Osteoporosis typically affects people over age 50. But in rare instances, women who are pregnant or breastfeeding can develop a severe form of the disease that causes disabling back pain and bones that break out of the blue.
Doctors don’t understand what causes osteoporosis associated with pregnancy and lactation—or the best way to treat it.
Columbia endocrinologist Adi Cohen, MD, hopes to change that with a new study and a unique clinical program for women with pregnancy- and lactation-associated osteoporosis (PLO).
Q: What is pregnancy and lactation-associated osteoporosis, and how rare is it?
PLO is a severe type of osteoporosis that arises during pregnancy, after delivery, or during breastfeeding. Women lose some calcium from their bones during a normal, healthy pregnancy and breastfeeding. But in women with PLO, that calcium loss leads to significant bone fragility, particularly in the vertebrae. They can have spine or other fractures with little or no trauma.
In the most common scenario, PLO is discovered after a pregnant or breastfeeding woman complains of severe back pain, and imaging reveals multiple vertebral fractures. Most of these women wouldn’t have had a bone assessment before this happens, and there is often a considerable delay between the onset of symptoms and diagnosis.
We really don’t know how many women have PLO. Osteoporosis affects an estimated 10 million adults over age 50 in the U.S., but it’s estimated that PLO affects fewer than 200,000 women a year. It’s so uncommon that many obstetricians never encounter a patient with PLO.
Q: How does PLO impact women, and how is it usually treated?
Women with PLO and vertebral fractures may have excruciating back pain, which can make it difficult to function and even more difficult to care for a baby. Women may also have other types of fractures that require urgent care.
Bone density generally improves as part of the natural recovery after pregnancy. If a woman is breastfeeding, this recovery may start at around six months after delivery, when the baby begins to eat solid food and milk production declines. By the time a baby turns one, bone density in the spine often returns to baseline.
For women with PLO, doctors may also recommend medications that stimulate bone formation after the baby has been weaned. Because this condition is so rare, the efficacy of these treatments has yet to be established. Other treatments may be needed to improve mobility and manage pain.
We really don’t know how many women have PLO…It’s so uncommon that many obstetricians never encounter a patient with [it].
Q: Why are you studying this rare disease?
I’m an endocrinologist with a strong interest in women’s health. For over 15 years, I’ve been collaborating with Dr. Elizabeth Shane at Columbia to investigate pathophysiology and treatment of premenopausal osteoporosis. Having a better understanding of PLO—and determining how it is different from other forms of premenopausal osteoporosis—will allow us to develop more targeted treatments. It may also help us improve the way we treat younger women with osteoporosis in general, even when the disease isn’t associated with pregnancy.
Q: What kind of information are you looking for in this study?
We currently understand so little about PLO, so we’re trying to recruit at least 50 women with the disease. That will enable us to characterize the specific bone structure and metabolism defects associated with PLO and begin to identify risk factors. We also hope to follow women for a period of time to learn how the disease progresses and estimate prognosis, especially in terms of future fracture risk.

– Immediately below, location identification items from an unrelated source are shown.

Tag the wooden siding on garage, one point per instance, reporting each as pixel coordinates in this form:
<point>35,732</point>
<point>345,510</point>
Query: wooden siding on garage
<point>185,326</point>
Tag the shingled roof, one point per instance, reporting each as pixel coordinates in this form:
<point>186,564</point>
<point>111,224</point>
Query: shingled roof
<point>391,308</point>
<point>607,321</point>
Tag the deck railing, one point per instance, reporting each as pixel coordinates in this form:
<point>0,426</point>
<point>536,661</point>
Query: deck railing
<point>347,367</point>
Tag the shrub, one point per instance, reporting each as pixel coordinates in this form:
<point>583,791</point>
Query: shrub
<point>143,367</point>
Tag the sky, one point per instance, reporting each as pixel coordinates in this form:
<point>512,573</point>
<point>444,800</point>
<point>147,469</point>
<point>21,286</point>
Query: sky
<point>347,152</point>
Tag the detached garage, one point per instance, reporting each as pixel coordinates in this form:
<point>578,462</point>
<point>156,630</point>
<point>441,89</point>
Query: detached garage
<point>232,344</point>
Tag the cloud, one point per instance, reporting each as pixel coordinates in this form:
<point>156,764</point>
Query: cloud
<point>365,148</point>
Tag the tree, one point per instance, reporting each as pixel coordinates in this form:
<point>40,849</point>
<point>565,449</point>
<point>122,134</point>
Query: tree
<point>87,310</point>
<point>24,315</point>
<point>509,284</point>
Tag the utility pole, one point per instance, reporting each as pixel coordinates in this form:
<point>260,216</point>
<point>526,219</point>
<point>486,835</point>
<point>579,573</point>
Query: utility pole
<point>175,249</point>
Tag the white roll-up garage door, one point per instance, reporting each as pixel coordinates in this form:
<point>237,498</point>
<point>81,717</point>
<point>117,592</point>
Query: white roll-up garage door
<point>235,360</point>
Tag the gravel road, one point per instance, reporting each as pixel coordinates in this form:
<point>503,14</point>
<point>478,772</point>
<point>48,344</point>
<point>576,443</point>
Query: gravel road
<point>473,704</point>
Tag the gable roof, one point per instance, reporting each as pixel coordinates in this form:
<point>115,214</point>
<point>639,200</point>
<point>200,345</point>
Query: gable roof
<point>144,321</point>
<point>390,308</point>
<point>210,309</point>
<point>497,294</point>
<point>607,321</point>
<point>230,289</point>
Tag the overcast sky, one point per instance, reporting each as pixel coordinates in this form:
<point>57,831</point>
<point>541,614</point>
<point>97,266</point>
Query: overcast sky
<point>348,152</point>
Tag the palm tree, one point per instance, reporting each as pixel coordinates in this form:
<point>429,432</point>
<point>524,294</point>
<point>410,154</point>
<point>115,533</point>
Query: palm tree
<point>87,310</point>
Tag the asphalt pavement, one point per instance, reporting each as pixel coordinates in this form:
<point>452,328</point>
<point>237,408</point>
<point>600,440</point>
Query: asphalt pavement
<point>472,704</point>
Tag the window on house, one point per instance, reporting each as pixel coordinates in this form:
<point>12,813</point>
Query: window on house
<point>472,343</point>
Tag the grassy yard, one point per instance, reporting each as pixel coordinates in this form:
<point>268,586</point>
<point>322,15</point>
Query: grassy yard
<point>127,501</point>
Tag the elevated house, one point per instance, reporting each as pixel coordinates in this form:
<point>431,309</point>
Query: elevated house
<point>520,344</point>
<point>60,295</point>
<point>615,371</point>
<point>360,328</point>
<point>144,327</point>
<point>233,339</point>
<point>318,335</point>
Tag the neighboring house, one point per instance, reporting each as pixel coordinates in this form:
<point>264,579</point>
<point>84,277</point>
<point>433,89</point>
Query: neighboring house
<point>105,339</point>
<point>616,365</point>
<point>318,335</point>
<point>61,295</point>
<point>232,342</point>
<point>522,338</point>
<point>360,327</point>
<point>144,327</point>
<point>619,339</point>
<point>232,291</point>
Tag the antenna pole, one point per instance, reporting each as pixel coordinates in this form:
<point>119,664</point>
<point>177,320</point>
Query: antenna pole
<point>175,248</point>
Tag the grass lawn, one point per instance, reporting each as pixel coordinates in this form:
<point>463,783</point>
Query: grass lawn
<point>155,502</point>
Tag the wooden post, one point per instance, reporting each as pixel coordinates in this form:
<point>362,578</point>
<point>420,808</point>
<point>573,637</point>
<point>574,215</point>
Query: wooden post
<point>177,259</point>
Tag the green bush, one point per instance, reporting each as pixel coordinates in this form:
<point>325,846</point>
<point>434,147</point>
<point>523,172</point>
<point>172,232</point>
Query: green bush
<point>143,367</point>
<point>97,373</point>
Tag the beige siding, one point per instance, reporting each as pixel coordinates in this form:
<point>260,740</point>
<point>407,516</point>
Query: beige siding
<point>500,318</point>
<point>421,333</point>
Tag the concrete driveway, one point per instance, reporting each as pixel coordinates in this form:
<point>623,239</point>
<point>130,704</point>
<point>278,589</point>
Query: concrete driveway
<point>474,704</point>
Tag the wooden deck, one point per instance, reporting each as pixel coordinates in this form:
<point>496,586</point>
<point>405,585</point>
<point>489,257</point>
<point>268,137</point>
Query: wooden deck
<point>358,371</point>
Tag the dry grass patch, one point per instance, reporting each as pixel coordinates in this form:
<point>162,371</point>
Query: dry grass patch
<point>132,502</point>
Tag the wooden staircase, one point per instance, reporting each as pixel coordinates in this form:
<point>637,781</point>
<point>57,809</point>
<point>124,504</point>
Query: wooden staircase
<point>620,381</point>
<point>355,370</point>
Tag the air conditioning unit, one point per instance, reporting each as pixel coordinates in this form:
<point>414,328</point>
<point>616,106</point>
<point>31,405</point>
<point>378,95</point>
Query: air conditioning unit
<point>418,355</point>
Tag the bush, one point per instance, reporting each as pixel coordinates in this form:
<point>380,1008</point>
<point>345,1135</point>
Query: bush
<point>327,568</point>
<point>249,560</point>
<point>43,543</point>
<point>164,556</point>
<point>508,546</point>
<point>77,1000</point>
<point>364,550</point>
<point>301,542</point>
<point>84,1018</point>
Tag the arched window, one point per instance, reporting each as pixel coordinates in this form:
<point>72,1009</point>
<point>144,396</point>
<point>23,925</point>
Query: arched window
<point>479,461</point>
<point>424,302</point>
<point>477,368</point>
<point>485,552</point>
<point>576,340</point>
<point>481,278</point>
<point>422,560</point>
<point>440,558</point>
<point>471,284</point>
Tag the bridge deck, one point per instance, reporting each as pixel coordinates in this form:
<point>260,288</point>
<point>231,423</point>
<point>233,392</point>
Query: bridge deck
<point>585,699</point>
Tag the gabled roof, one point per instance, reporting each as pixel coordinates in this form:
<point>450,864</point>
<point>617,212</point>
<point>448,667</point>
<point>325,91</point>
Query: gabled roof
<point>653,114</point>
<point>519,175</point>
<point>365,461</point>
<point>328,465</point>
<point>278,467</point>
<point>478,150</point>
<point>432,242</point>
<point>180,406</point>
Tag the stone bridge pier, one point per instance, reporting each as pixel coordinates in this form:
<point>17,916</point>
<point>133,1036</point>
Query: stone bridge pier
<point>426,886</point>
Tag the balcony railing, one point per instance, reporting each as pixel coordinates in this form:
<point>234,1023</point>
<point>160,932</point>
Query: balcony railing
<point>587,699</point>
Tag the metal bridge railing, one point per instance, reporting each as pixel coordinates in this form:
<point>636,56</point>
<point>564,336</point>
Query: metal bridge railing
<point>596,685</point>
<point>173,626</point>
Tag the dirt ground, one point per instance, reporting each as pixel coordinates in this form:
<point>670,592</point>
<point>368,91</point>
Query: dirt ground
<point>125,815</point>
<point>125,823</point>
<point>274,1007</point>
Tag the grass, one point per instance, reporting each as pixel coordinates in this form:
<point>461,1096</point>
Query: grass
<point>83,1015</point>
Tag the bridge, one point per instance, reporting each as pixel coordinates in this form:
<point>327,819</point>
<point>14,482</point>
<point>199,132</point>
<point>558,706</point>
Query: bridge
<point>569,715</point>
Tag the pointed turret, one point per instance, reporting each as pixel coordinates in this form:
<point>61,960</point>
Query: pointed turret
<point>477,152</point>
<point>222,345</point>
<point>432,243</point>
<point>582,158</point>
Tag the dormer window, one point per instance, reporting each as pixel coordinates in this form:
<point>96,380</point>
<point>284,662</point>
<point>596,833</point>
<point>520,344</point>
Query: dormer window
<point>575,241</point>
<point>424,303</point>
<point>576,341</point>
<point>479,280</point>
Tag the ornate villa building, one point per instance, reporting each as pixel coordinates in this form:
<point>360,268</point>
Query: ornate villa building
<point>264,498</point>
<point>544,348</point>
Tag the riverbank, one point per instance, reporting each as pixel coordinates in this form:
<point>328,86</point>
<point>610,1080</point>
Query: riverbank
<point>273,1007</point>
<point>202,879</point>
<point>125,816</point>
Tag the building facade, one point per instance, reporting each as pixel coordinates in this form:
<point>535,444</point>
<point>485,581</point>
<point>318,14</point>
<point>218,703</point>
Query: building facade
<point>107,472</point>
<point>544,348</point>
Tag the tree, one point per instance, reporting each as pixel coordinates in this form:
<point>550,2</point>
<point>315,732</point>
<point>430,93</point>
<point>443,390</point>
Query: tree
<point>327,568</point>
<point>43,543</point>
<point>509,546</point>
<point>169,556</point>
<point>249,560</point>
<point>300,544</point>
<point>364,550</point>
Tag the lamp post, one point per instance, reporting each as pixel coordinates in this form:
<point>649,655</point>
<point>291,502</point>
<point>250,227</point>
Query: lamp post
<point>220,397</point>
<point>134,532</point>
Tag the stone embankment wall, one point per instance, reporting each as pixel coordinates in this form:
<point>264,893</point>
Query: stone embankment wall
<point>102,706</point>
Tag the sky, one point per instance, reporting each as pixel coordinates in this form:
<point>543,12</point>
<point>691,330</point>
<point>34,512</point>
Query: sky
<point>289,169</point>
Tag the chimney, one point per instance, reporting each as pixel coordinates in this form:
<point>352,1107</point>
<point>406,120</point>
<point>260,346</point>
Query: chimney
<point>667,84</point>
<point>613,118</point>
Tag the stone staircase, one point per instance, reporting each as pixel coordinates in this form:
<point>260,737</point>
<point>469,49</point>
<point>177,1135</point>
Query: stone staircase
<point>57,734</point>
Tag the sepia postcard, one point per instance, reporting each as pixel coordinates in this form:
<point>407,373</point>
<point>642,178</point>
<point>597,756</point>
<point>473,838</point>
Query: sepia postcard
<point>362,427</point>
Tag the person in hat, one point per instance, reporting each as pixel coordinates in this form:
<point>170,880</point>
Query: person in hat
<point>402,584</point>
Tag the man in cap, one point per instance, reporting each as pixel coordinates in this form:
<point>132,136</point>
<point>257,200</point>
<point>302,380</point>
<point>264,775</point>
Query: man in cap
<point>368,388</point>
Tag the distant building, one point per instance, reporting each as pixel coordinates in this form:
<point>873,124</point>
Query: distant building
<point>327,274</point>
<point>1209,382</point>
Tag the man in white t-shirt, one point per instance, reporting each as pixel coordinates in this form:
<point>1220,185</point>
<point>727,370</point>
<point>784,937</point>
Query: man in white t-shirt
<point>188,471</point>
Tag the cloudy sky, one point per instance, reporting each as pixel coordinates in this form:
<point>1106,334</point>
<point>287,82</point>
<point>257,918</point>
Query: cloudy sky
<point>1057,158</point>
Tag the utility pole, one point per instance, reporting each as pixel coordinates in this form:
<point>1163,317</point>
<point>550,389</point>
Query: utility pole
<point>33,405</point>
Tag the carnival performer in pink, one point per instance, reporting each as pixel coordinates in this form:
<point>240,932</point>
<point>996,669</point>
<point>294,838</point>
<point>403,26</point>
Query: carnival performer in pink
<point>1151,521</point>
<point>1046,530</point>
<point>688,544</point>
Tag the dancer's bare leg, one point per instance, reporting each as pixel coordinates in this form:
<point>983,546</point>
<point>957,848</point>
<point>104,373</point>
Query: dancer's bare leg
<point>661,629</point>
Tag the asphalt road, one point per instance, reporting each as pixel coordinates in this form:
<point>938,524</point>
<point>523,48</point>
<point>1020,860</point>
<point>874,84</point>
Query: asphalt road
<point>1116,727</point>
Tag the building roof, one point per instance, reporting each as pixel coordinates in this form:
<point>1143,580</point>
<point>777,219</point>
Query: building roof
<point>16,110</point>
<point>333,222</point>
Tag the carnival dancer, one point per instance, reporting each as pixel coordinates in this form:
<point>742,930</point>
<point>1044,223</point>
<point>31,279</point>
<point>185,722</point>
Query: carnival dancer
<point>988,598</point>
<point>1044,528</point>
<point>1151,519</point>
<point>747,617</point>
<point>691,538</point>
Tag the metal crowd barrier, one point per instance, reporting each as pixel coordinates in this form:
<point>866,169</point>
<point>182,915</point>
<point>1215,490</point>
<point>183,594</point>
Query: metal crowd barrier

Participants will undergo a wide range of tests. We’re using 3-D CT scans to perform detailed bone structural analyses of the arm, leg, spine, and hip. Bone biopsies will allow us to analyze the structure of the bone tissue and study the dynamics of bone formation in individual patients. We’re also using high-resolution 3-D imaging of the biopsy samples to look at osteocytes—special cells involved in bone regulation—for the first time in this population.
Additionally, we’re hoping to find biochemical and hormonal biomarkers that may predict disease severity. And we’re working with Columbia’s Institute for Genomic Medicine to search patients’ DNA to identify genes—either variants of genes that are associated with bone fragility or new genes—that may lead to PLO.
The data and samples that we’re gathering in our current study will enable us to design future studies to examine different treatment approaches. For instance, there is some preliminary evidence that women with PLO have low bone formation, suggesting that their bone-forming cells don’t work properly. Looking at these cells from individual patients may help us develop more targeted therapies and better treatment protocols.
Q: How will your research help women who currently have the disease?
Using the detailed bone structure and metabolism studies from our research, we’ll be able to generate individualized skeletal assessments that may impact clinical care and therapeutic decisions.
The women who are enrolled in this study are also part of a new interdisciplinary program at Columbia University Irving Medical Center that gives patients access to a variety of specialists that may be involved in their care—including endocrinologists, rehabilitation medicine specialists, and genetics experts. We hope to provide comprehensive care from medical specialists who are familiar with this very rare disorder.
Adi Cohen, MD, MHS, is an associate professor of medicine in the Division of Endocrinology at Columbia University Vagelos College of Physicians and Surgeons. Her study has been funded by an R01 grant from the U.S. FDA Office of Orphan Products Development/Orphan Products Natural History Grants Program.